A este cronista se le dio por llorar tupido también, si por
la muerte del hombre, quizás, y con certeza, por esa irrución de dinnidad hecha
carne, de amor gigante hacia el líder mezclado con el discurso posta con cadencia
caribeña de miles de anónimos que, puestos frente a una cámara y micrófono soltaron
una labia sin duda parida en las escuelas, en las esquinas de los barrios
profundos o en el yugo de cada día: Patria y Revolución, todos somos Chávez.
Se me pone la piel de pollo, se me pone, me dijo mi ayudante
aljunto, el Pibe Garófalo. Y sí. A uno
le viene esa cosa en las tripas que por algún hilo condutor va derecho al lagrimal.
Y cuando en el velorio pasa un milico por delante del jonca, y allí se detiene
un istante, y le hace la venia y se quiebra y se lleva el puño al cuore,
mierda, cómo no engrillarse a la comparativa de lo que fueron los ejércitos en
este culo del mundo durante tantas décadas sino milicias de ocupación imperial.

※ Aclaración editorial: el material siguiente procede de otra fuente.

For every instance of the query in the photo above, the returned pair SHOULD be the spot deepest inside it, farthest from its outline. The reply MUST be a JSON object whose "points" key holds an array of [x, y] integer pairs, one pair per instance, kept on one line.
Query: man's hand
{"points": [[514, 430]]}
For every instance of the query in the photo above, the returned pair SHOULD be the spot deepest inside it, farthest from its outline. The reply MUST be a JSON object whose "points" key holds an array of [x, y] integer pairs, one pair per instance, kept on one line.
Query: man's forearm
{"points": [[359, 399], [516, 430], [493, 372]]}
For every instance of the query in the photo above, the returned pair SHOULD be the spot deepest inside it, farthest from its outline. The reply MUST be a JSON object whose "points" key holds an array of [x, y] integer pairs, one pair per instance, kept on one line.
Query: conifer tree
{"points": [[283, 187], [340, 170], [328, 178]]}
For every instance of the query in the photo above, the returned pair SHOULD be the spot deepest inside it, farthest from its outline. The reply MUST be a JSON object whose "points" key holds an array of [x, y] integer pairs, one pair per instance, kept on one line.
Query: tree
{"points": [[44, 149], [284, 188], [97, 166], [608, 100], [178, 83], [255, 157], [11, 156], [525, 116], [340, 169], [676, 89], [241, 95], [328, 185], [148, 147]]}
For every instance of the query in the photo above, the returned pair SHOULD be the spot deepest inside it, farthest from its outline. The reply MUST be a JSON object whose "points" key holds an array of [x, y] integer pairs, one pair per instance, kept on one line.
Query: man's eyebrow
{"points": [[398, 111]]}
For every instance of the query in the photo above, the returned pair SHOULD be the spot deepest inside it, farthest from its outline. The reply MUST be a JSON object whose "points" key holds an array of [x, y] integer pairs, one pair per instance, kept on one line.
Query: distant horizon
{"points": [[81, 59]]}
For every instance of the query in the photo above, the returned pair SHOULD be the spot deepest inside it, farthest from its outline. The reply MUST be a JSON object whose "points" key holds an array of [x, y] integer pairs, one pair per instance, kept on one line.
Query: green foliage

Pa la semblanza del comandante, sobran entendidos y no es
cosa de agregar al dope. Si de entender su hacer de gobierno se trata, a favor
o en contra, hay para regalar en los diarios, en la radio o en la tele, mismo
que especulaciones de lo que vendrá, desde las fundadas hasta las más colifatas.
Lo que trasciende al sencillo ver, es que más allá de lo que
pueda decirse, ya el varón se hizo bronce en el mejor de los sentidos. Porque
al bronce de nuestros próceres de la primera independencia, en parte enfriado
por el tiempo y el destrato, es el suyo un bronce caliente en trance de fragua,
metal que yerbe y libera energía cuando los panegirios del fin de la historia
se hacen la puñeta frente al cuadrito de Fukuyama.
Y a la verdá, pa jovatones como este que escribe, las cosas
que están pasando en estos años, la verdá verdadera, tiempo atrás no pensábamos
que las fuéramos a ver. Que don Simón Bolívar haya salido de los viejos arcones,
que un Evo, que un Correa, que viejos guerrilleros como Dilma o el Pepe Mujica,
que Néstor y Cristina, cada cual con su vianda propia, qué se yo, es como estar
soñando. ¿Sueños imperfetos? Cierto. ¿Desprolijos? Y qué querés. ¿Confusos? De
seguro. ¿Sucios? Mas bien, así son las aciones de los pueblos cuando despiertan
del letárgico. ¿Asurdos imposibles? Andá a cagar.